The rest of the movie was spent wondering why the movie went out of its way to establish Dastan as a street rat orphan with great parkour skills and a heart of gold, except instead of a monkey in a fez and a flying carpet he gets adopted by the king and elevated to the status of a prince. This serves no true narrative purpose beyond a few references here and there. It could have been cut from the movie without affecting anything except shaving off about ten minutes of runtime. Just have him be the youngest son who's a black sheep because he's a bit of wild rebel who doesn't take his position as seriously as his older brothers so he gets restless and does something stupid and then has to clean up his mess. That's motivation enough for most fairy tales, and all of those elements are in the movie. Hell, the motivation for the assassination of the king is actually quite elegant (and petty, but hey, its regicide) in its simplicity.

Instead we get some bullshit about him being some everyman commoner, except he's not. He's an orphan with exceptional climbing ability and a reckless courage. Yes, this kind of exceptionalism does show up in folklore a lot, but its perfectly fine for your protagonist to be an exceptional individual with a simple or undefined backstory. IndianaJones is a pulp archeologist who's great with a whip and a mean right hook. John McLane is an overworked, cynical cop estranged from his family but succeeds due to cunning and stubborness. Robin Hood is an altruistic nobleman and marksman who becomes outraged by injustice and decides to do something about it. These are great characters because of their exceptional deeds and outsized personalities. Dastan only gets a few chances to really be a character, like when he's trying to lie to Sheik Amar about his real identity, realizes that its not working, laughs sheepishly and then makes a run for it. If the movie was more like that scene it would have been much better.
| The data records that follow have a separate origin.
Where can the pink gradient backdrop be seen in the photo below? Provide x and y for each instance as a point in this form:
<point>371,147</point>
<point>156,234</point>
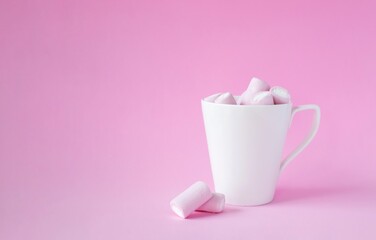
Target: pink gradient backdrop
<point>101,121</point>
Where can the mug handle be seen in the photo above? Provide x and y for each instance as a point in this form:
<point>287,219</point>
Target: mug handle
<point>307,140</point>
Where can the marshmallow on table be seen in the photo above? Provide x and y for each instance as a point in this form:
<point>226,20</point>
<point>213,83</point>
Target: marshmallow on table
<point>215,204</point>
<point>256,85</point>
<point>191,199</point>
<point>212,98</point>
<point>225,98</point>
<point>280,95</point>
<point>262,98</point>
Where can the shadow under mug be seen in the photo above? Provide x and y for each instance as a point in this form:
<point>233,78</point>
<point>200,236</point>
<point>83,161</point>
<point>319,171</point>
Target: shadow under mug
<point>245,144</point>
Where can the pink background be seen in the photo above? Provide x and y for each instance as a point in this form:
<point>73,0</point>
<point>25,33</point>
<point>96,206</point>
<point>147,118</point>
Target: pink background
<point>101,123</point>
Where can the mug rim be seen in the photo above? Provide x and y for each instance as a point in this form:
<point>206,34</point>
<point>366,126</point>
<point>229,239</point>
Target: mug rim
<point>244,106</point>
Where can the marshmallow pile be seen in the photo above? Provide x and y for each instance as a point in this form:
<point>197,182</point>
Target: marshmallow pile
<point>197,197</point>
<point>257,93</point>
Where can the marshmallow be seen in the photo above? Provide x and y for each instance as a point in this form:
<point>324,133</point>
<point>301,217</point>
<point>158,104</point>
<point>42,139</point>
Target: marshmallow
<point>225,98</point>
<point>211,98</point>
<point>191,199</point>
<point>262,98</point>
<point>246,98</point>
<point>280,95</point>
<point>215,204</point>
<point>256,85</point>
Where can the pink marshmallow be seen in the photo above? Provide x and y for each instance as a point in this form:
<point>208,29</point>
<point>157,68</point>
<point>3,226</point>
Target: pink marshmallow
<point>256,85</point>
<point>280,95</point>
<point>225,98</point>
<point>215,204</point>
<point>262,98</point>
<point>212,98</point>
<point>191,199</point>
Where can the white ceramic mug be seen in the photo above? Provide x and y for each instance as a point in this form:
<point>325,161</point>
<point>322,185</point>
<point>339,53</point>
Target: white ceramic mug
<point>245,145</point>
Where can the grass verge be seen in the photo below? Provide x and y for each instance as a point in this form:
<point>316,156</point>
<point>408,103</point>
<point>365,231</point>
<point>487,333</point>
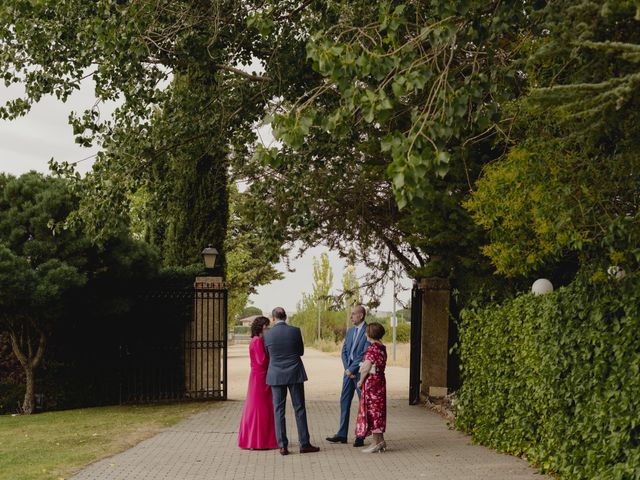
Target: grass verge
<point>54,445</point>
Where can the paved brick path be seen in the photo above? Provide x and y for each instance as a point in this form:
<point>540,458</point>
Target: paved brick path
<point>420,446</point>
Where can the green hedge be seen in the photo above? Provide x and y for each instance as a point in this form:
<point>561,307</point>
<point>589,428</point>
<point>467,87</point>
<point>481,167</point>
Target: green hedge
<point>557,378</point>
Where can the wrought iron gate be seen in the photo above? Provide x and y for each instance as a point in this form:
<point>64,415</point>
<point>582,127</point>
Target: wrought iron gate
<point>415,364</point>
<point>174,347</point>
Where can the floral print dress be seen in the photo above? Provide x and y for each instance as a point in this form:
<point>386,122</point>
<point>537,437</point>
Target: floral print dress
<point>372,413</point>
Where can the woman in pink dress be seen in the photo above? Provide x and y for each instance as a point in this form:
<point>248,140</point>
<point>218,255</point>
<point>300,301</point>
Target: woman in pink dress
<point>257,426</point>
<point>372,412</point>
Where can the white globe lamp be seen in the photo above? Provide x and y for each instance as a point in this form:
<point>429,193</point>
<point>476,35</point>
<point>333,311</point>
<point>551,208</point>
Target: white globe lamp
<point>541,286</point>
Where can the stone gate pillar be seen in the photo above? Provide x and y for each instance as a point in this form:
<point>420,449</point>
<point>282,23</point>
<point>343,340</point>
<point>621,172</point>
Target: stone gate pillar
<point>204,340</point>
<point>435,336</point>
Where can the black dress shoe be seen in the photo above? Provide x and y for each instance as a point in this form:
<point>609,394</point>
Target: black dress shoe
<point>309,449</point>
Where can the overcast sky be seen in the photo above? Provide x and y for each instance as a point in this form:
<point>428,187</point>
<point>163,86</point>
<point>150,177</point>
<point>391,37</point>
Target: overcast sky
<point>29,142</point>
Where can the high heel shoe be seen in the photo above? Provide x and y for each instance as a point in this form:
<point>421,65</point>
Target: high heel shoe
<point>380,447</point>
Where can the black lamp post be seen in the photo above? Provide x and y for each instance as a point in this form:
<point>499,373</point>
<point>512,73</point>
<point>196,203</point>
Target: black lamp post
<point>209,255</point>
Oh, and one more thing, in a movie where the major plot device can magically turn back time, it kind of telegraphs how the ending's going to go.

Sounds
Music by Harry Gregson-Williams. He's done much better work. Like so much else in the movie, it is serviceable but ultimately forgettable.

Verdict
Prince of Persia: The Sands of Time is a functional piece of movie that does what it intends to. It looks fine and holds together reasonably well, much like a solid chair. Also like a solid chair, you don't really think about it unless you are making a deliberate effort to analyze it for its strengths and weaknesses and so you can judge it by its merits, but only lunatics do that sort of thing.


...ahem...

What I mean to say is that Prince of Persia feels like it was made with a checklist in hand and then a bunch of competent people were told to go make what was on the checklist. That makes it merely average and forgettable, which is a miracle for video game based movies.